How Does Wget Strict-Looking Work in Recursive Downloads?

The --strict-comments option in wget directly influences how the tool parses HTML comments during recursive downloads, strictly enforcing the W3C specification for comment boundaries. By default, wget uses a relaxed parsing method that can sometimes mistake regular text for comments or vice versa, potentially causing it to miss valid hyperlinks embedded in the code. Activating this option ensures that wget only ignores text that perfectly conforms to strict HTML comment rules, thereby altering which URLs are discovered and followed during a recursive site crawl.

Understanding Wget’s Default HTML Parsing

When you initiate a recursive download using wget -r, the tool downloads a page, parses its HTML content to find hyperlinks (like <a href="...">), and then adds those links to its download queue.

By default, wget is highly forgiving of poorly formatted HTML. This “loose” parsing extends to how it handles HTML comments (`). In standard browsing, many web engines skip over malformed comments to render the page anyway.wget` tries to mimic this tolerance, but its default parser can sometimes get confused by complex scripts, inline style tags, or nested hyphens inside a webpage, leading it to prematurely stop scanning parts of the document for downloadable links.

The Role of the Strict Option

When you append the --strict-comments flag to your command, you instruct wget to switch from its flexible, error-tolerant parsing mode to a strict compliance mode.

Accurate Link Discovery

Under strict parsing, wget adheres to the exact SGML/HTML rules where comments are delimited precisely by pairs of hyphens. If a web developer utilized non-standard comment formatting, the default wget settings might mistakenly classify actual page content—including important URLs—as part of a giant, unparsed comment. Enabling strict parsing forces wget to look past the sloppy syntax, recognize the text as active HTML, and successfully discover the links inside it.

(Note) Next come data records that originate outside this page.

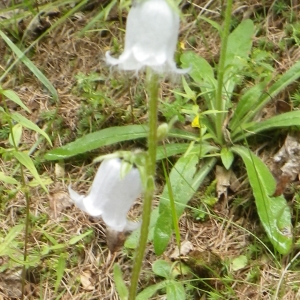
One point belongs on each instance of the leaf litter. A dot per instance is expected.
(220, 234)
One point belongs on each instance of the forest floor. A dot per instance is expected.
(92, 97)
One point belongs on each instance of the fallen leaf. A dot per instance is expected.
(58, 201)
(239, 262)
(85, 280)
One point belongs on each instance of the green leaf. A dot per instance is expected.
(26, 161)
(149, 291)
(175, 291)
(185, 180)
(133, 240)
(162, 268)
(212, 23)
(98, 139)
(246, 104)
(60, 269)
(30, 65)
(227, 157)
(17, 134)
(11, 95)
(10, 237)
(274, 213)
(288, 119)
(8, 179)
(290, 76)
(238, 50)
(202, 73)
(110, 136)
(201, 69)
(30, 125)
(167, 150)
(120, 284)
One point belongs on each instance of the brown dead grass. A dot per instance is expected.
(61, 55)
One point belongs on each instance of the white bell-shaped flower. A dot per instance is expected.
(111, 194)
(151, 37)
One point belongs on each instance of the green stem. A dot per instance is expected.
(220, 102)
(27, 198)
(152, 87)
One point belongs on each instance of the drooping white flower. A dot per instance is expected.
(151, 37)
(111, 194)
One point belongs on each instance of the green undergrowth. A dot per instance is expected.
(216, 116)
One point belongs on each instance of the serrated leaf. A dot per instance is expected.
(26, 161)
(30, 125)
(227, 157)
(274, 213)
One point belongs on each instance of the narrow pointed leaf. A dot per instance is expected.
(120, 284)
(30, 65)
(273, 212)
(185, 180)
(283, 120)
(227, 157)
(30, 125)
(26, 161)
(11, 95)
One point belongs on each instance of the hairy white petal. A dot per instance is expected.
(151, 36)
(110, 195)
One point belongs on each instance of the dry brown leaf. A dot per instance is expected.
(59, 201)
(60, 170)
(86, 281)
(223, 181)
(115, 239)
(288, 157)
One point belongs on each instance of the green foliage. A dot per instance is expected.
(173, 288)
(274, 212)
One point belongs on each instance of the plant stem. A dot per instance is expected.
(27, 198)
(152, 87)
(220, 102)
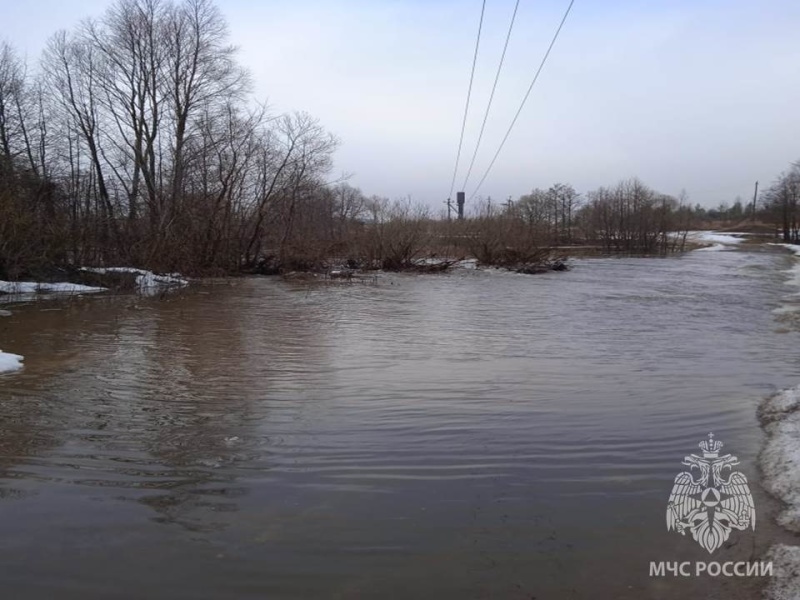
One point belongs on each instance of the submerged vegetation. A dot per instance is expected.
(138, 142)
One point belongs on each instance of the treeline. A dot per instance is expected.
(779, 204)
(136, 141)
(626, 217)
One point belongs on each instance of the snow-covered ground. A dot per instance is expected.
(780, 458)
(34, 287)
(719, 241)
(10, 362)
(785, 582)
(146, 281)
(780, 465)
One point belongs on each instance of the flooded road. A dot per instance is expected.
(469, 435)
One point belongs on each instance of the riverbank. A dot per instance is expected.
(779, 460)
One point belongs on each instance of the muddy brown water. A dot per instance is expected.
(469, 435)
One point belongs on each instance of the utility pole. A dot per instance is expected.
(460, 200)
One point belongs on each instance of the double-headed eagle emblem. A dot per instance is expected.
(706, 503)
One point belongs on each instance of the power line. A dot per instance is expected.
(525, 99)
(469, 95)
(491, 96)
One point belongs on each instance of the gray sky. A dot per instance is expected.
(700, 95)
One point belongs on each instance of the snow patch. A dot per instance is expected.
(714, 248)
(785, 581)
(146, 281)
(714, 237)
(780, 458)
(10, 362)
(34, 287)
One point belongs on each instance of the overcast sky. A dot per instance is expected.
(695, 95)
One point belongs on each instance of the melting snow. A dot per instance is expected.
(33, 287)
(785, 582)
(10, 362)
(145, 280)
(720, 240)
(780, 465)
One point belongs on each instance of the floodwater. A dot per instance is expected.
(467, 435)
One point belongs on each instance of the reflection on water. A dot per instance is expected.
(470, 435)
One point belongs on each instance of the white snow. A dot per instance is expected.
(780, 457)
(785, 581)
(714, 248)
(146, 280)
(780, 465)
(10, 362)
(714, 237)
(34, 287)
(793, 248)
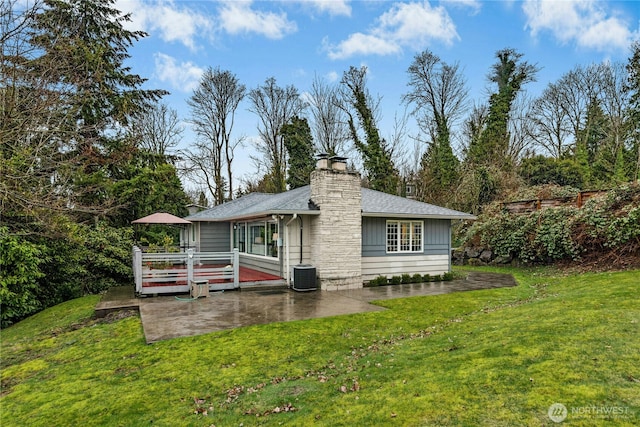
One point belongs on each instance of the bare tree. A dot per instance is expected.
(551, 128)
(329, 120)
(615, 101)
(275, 106)
(158, 131)
(575, 90)
(438, 93)
(213, 106)
(520, 128)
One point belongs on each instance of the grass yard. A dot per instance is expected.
(496, 358)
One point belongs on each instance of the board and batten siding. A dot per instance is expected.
(377, 262)
(215, 237)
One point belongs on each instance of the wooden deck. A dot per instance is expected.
(177, 276)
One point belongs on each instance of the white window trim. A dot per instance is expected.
(411, 239)
(247, 226)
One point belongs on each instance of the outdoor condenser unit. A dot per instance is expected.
(304, 277)
(199, 288)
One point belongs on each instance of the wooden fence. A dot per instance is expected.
(175, 272)
(525, 206)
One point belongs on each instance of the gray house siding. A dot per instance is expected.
(437, 237)
(215, 237)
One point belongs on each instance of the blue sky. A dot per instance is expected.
(294, 41)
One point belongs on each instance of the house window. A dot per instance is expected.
(404, 236)
(256, 238)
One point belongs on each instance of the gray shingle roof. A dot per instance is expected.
(259, 204)
(374, 203)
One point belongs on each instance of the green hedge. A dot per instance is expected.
(609, 223)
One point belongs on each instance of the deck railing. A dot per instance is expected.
(174, 272)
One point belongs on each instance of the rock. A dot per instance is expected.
(472, 252)
(503, 259)
(486, 255)
(475, 262)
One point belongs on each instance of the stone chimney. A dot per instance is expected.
(336, 234)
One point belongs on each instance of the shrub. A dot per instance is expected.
(604, 226)
(19, 275)
(379, 281)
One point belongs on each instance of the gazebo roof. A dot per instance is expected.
(161, 218)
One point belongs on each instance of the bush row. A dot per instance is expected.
(408, 278)
(608, 224)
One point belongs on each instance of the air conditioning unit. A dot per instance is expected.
(199, 288)
(304, 277)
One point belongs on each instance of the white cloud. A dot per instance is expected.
(405, 24)
(184, 76)
(332, 76)
(585, 22)
(363, 44)
(332, 7)
(473, 5)
(166, 20)
(238, 17)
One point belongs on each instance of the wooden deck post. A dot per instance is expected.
(190, 266)
(236, 268)
(137, 268)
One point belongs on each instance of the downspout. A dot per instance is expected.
(300, 240)
(286, 234)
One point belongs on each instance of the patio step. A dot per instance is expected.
(119, 298)
(265, 285)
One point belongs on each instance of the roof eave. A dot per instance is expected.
(410, 215)
(256, 215)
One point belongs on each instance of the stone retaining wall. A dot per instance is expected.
(475, 256)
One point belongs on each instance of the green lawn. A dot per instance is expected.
(495, 358)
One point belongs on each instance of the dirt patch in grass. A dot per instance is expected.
(601, 262)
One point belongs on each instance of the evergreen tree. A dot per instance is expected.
(509, 74)
(439, 95)
(633, 113)
(376, 156)
(299, 144)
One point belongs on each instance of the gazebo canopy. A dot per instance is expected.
(161, 218)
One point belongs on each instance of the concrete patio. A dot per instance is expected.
(168, 317)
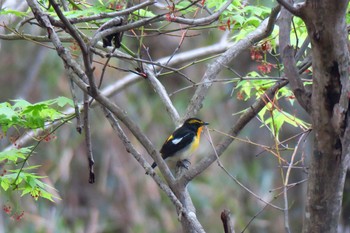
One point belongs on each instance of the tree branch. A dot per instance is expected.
(164, 96)
(294, 10)
(65, 55)
(245, 118)
(264, 30)
(289, 63)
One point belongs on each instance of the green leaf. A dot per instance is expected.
(63, 101)
(20, 14)
(5, 183)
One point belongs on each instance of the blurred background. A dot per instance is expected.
(124, 199)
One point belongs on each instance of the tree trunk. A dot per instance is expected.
(325, 21)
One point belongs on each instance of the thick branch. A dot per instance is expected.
(238, 126)
(292, 9)
(71, 64)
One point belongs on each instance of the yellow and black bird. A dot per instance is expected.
(183, 141)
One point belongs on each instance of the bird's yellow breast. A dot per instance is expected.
(195, 142)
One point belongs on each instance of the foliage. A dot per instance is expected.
(22, 116)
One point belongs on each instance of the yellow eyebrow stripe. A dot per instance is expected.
(195, 121)
(169, 138)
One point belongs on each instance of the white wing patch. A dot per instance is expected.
(177, 140)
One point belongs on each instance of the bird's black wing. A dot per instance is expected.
(177, 142)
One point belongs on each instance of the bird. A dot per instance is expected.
(183, 141)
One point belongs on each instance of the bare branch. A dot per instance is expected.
(164, 96)
(294, 10)
(227, 221)
(238, 126)
(23, 36)
(203, 21)
(289, 63)
(71, 64)
(264, 30)
(87, 135)
(83, 46)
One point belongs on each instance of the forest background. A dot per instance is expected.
(229, 56)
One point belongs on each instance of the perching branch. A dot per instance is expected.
(297, 11)
(244, 119)
(290, 69)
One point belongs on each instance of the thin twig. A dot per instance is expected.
(89, 153)
(285, 192)
(236, 180)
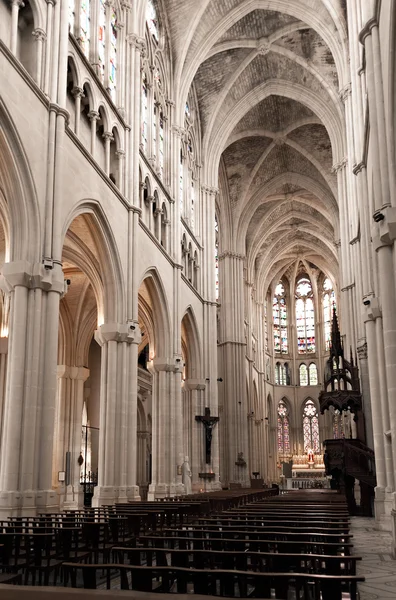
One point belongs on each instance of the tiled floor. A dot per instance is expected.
(377, 565)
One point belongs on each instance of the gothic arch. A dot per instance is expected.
(194, 344)
(18, 198)
(111, 301)
(160, 312)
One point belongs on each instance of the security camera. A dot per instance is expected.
(378, 216)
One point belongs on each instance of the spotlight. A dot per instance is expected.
(378, 216)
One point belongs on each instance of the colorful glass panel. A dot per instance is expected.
(280, 320)
(72, 15)
(303, 375)
(283, 429)
(305, 317)
(113, 56)
(85, 29)
(152, 20)
(102, 38)
(144, 112)
(313, 374)
(328, 304)
(217, 257)
(311, 427)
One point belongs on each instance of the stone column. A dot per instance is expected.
(167, 438)
(108, 138)
(233, 348)
(118, 414)
(78, 93)
(68, 425)
(15, 6)
(40, 36)
(93, 116)
(29, 405)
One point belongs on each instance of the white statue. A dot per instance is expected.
(186, 476)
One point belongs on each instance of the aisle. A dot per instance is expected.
(377, 565)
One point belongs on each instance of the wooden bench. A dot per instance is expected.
(243, 561)
(241, 584)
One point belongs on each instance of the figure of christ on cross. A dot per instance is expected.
(209, 423)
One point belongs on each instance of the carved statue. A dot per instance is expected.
(186, 476)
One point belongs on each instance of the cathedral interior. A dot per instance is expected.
(197, 227)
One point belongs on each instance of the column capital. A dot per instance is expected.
(39, 34)
(194, 384)
(118, 332)
(108, 136)
(78, 92)
(32, 276)
(345, 92)
(170, 365)
(367, 29)
(93, 115)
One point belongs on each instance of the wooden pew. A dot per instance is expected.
(243, 561)
(242, 584)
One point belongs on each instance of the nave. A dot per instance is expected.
(246, 543)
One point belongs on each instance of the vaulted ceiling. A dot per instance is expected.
(267, 77)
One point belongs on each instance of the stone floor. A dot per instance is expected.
(377, 565)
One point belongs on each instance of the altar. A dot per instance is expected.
(308, 471)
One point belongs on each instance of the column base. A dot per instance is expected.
(164, 490)
(73, 498)
(383, 504)
(28, 503)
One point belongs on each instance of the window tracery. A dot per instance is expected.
(283, 429)
(305, 316)
(311, 427)
(328, 304)
(279, 311)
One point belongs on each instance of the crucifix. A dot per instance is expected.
(209, 423)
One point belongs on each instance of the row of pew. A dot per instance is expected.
(296, 545)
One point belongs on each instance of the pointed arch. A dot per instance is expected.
(19, 209)
(112, 300)
(194, 347)
(160, 313)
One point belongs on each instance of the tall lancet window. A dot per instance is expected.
(305, 316)
(144, 109)
(279, 312)
(311, 427)
(217, 257)
(113, 56)
(72, 15)
(328, 304)
(85, 26)
(283, 429)
(102, 38)
(152, 20)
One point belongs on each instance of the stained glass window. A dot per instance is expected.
(152, 20)
(72, 8)
(155, 129)
(311, 427)
(102, 38)
(181, 184)
(161, 144)
(85, 30)
(313, 374)
(305, 317)
(113, 56)
(144, 112)
(328, 305)
(303, 374)
(279, 311)
(217, 257)
(192, 206)
(283, 429)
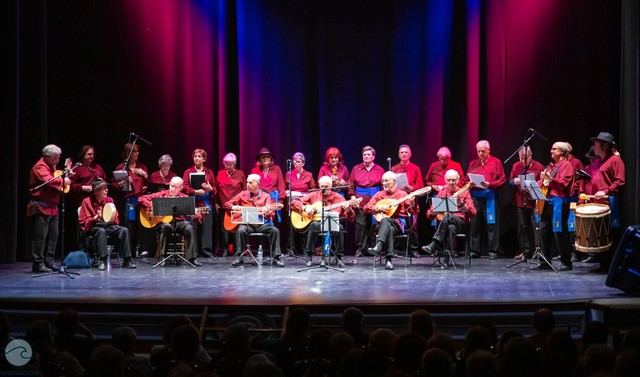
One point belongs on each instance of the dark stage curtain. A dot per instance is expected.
(235, 75)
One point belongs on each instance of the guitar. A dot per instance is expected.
(149, 221)
(387, 207)
(462, 189)
(231, 226)
(300, 220)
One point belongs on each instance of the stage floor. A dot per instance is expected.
(485, 282)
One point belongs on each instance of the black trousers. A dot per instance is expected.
(242, 235)
(112, 232)
(44, 238)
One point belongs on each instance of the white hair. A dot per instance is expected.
(325, 179)
(483, 143)
(51, 150)
(452, 173)
(390, 175)
(253, 177)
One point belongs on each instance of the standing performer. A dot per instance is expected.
(609, 181)
(159, 180)
(389, 226)
(230, 182)
(327, 197)
(93, 222)
(254, 196)
(485, 227)
(365, 182)
(523, 202)
(204, 194)
(451, 223)
(132, 188)
(182, 224)
(557, 178)
(335, 168)
(42, 210)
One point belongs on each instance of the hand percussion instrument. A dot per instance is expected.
(592, 228)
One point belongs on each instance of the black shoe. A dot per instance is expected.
(540, 267)
(278, 262)
(565, 267)
(388, 265)
(40, 268)
(128, 263)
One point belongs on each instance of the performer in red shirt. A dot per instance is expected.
(608, 180)
(453, 222)
(389, 226)
(405, 166)
(42, 210)
(204, 198)
(182, 224)
(558, 177)
(522, 201)
(329, 197)
(92, 221)
(485, 227)
(230, 182)
(159, 179)
(365, 179)
(335, 168)
(254, 196)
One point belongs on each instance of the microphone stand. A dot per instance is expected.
(63, 269)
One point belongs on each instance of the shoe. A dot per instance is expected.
(565, 267)
(40, 268)
(388, 265)
(128, 263)
(278, 262)
(540, 267)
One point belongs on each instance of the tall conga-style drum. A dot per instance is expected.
(592, 228)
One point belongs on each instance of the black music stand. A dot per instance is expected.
(445, 206)
(327, 223)
(178, 206)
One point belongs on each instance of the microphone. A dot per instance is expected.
(140, 138)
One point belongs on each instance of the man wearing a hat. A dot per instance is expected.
(607, 184)
(98, 218)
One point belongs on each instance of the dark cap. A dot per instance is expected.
(264, 151)
(604, 136)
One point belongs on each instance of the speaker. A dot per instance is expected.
(624, 272)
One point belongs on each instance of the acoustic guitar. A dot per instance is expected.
(149, 220)
(387, 207)
(231, 226)
(301, 220)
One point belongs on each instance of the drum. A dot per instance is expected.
(592, 228)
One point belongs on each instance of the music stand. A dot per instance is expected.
(178, 206)
(534, 192)
(445, 206)
(328, 221)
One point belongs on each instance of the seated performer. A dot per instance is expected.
(253, 196)
(92, 221)
(389, 226)
(452, 222)
(330, 198)
(182, 224)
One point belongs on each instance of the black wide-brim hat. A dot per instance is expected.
(264, 151)
(604, 136)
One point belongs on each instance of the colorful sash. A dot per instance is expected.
(490, 208)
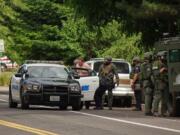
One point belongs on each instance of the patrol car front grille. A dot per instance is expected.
(55, 89)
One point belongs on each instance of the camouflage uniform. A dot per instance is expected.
(106, 77)
(136, 86)
(146, 74)
(157, 80)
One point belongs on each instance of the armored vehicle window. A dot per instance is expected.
(122, 67)
(174, 55)
(47, 72)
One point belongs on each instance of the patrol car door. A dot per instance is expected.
(89, 82)
(174, 70)
(15, 84)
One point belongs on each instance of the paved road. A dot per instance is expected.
(50, 121)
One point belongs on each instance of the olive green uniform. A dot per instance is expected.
(106, 77)
(158, 85)
(146, 73)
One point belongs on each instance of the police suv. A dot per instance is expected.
(44, 83)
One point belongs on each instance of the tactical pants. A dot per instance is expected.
(138, 96)
(157, 99)
(166, 105)
(110, 98)
(148, 99)
(98, 95)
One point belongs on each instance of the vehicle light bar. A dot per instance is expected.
(44, 61)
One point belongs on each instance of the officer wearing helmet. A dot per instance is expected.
(157, 82)
(146, 74)
(107, 71)
(135, 84)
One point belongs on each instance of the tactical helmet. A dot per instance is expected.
(148, 55)
(136, 58)
(162, 54)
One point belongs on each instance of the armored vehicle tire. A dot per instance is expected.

Preventing False Positives

Conversely, if a page contains text that looks vaguely like a comment but isn’t meant to be one, default wget might skip it. The strict option ensures that text is only ignored if it matches the formal definition of an HTML comment. This prevents wget from accidentally skipping legitimate sections of a webpage during its recursive sweep.

Impact on Recursive Download Outcomes

Using this option can lead to two distinct outcomes depending on how the target website was coded:

Expanded Scrapes: You may find that wget downloads significantly more files than it did without the flag, because it successfully parsed links that were previously trapped inside poorly formatted, pseudo-comment blocks.
Restricted Scrapes: In rare cases where valid links were accidentally exposed by loose parsing but should have been hidden, strict mode will properly ignore them, resulting in a cleaner, more accurate mirror of the intended site structure.

If you notice that your recursive downloads are missing entire sections of a website, or if wget seems to stop scanning a page unexpectedly, enabling --strict-comments is an effective troubleshooting step to align the tool’s parser with the exact structural layout of the source code.